К этому периоду времени я должен отнести свою первую любовишку. Совместное жительство мальчиков с девочками, разумеется, не могло не подавать повода к нежным увлечениям. Кто молод не бывал! Многие из моих товарищей, избрав себе предмет страсти, хаживали, бывало, в майский вечер под окошком, подымая глаза к небу или вернее, на окна 3-го этажа, откуда бросали на них благосклонные взгляды нежные подруги их сердец. В темные же осенние вечера иной влюбленный Линдор бренчал у открытого окна на унылой гитаре, купленной в табачной лавке, и на эти сигнальные аккорды являлась у своего окна миловидная Розина с белым платочком на голове, который имел двоякое значение: во-первых, чтобы не дуло в уши, а во-вторых, чтобы Линдору легче было разглядеть впотьмах свою Розину. Часто жестокая дуэнья в виде надзирательницы прогоняла Розину и с шумом запирала окно; а альгвазил[24] в образе дежурного гувернера отгонял бедного Линдора.
В то время курительный табак начинал входить в общее употребление. У нас в школе также появились трубки, и часто влюбленный юноша, подобно мусульманину, с чубуком в зубах и красной феской на голове, сидя у окна, вместе со вздохами пускал густые клубы дыму. Те и другие неслись к заветному окну из которого выглядывала затворница-одалиска. Они не нуждались в «селяме», то есть языке цветов, а объяснялись балетными пантомимами: ни малейший взгляд, ни единый жест не ускользали неприметно.

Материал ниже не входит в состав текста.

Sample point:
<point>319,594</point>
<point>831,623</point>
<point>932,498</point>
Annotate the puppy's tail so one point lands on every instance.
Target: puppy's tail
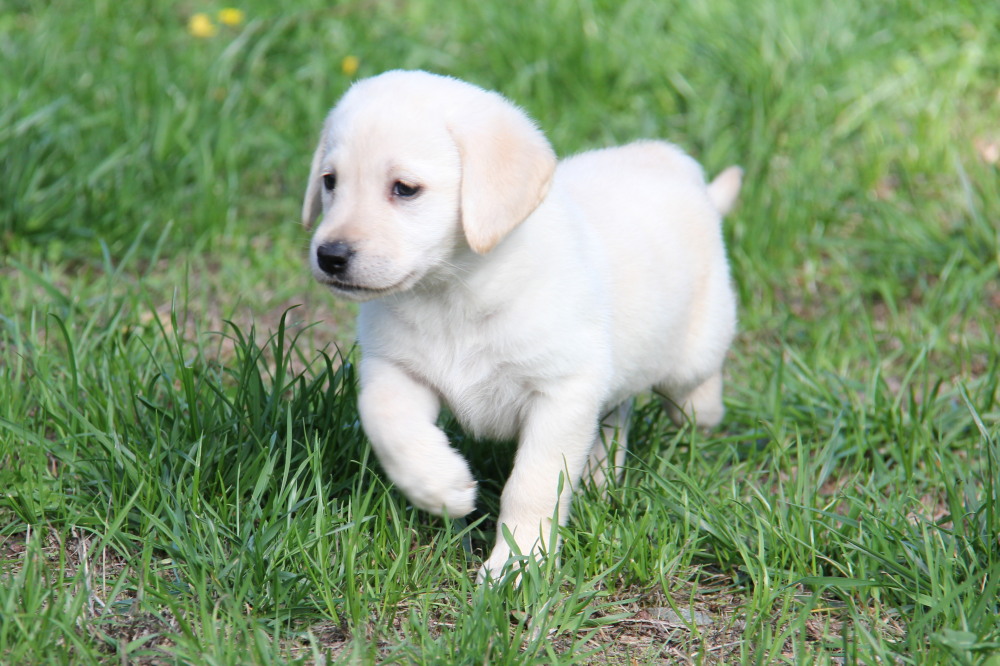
<point>725,188</point>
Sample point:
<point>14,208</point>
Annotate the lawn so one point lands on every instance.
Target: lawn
<point>182,475</point>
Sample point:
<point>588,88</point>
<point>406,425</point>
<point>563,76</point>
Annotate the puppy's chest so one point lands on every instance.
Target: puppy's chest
<point>486,380</point>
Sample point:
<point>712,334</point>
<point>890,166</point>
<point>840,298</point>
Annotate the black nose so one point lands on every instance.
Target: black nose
<point>334,257</point>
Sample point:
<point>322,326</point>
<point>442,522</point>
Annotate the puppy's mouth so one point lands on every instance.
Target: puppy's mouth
<point>360,292</point>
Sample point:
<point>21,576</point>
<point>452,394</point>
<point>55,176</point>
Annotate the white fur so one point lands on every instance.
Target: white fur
<point>533,299</point>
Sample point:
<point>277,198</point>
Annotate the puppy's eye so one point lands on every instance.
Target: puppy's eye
<point>404,190</point>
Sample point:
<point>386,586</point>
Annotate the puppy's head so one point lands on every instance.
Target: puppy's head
<point>410,168</point>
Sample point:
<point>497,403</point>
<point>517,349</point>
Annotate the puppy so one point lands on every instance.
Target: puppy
<point>533,298</point>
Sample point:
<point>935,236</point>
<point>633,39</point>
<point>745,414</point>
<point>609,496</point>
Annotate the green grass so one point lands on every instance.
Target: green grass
<point>182,475</point>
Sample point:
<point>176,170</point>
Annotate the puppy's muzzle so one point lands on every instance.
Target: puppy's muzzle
<point>334,258</point>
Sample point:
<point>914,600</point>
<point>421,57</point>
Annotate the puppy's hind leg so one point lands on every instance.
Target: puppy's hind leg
<point>702,404</point>
<point>608,453</point>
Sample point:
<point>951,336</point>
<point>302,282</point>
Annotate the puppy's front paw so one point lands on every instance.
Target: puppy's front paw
<point>442,485</point>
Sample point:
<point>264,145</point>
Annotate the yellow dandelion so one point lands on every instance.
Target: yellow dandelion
<point>200,25</point>
<point>349,65</point>
<point>231,16</point>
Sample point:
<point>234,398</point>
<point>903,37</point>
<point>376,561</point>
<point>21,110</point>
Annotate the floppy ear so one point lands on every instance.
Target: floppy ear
<point>507,167</point>
<point>312,204</point>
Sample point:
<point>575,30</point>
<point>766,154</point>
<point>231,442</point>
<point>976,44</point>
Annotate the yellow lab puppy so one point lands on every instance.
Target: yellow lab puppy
<point>532,297</point>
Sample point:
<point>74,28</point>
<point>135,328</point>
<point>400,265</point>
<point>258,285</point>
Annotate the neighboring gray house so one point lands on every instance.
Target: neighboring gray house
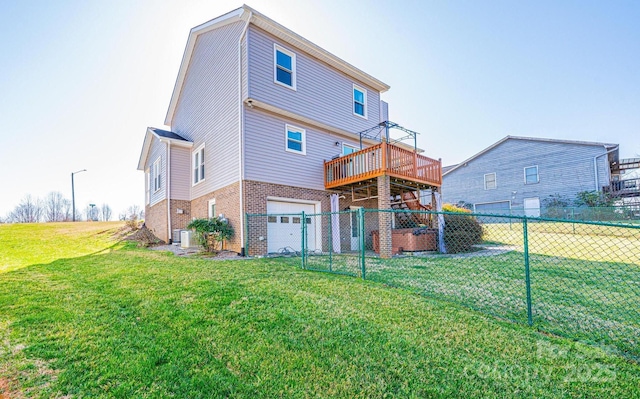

Был у нас один взрослый воспитанник, Ефремов, готовившийся уже к выпуску из училища. Он для своих любовных проделок приспособил странную манеру. Сидеть у окна без дела неловко – и Ефремов, чтобы отвлечь внимание любопытных, стоя у окна, обыкновенно чистил на колодке свои высокие сапоги. Предмет его страсти садился у своего окна с шитьем в руках, задумчиво поглядывая на влюбленного шута. Ее нежные взгляды, как в черном зеркале, отражались в голенищах ее любезного, руки которого были запачканы ваксой, но всё же любовь оставалась чиста! По выходе из школы Ефремов предложил своей даме руку и сердце и сочетался с нею законным браком.
Иная влюбленная пара садилась у окна с книжками в руках: перевернется листок в верхнем окошке, перевернется и в нижнем; она закроет книгу и он закроет свою… Между ними велся книжный разговор, но тут была своя грамота.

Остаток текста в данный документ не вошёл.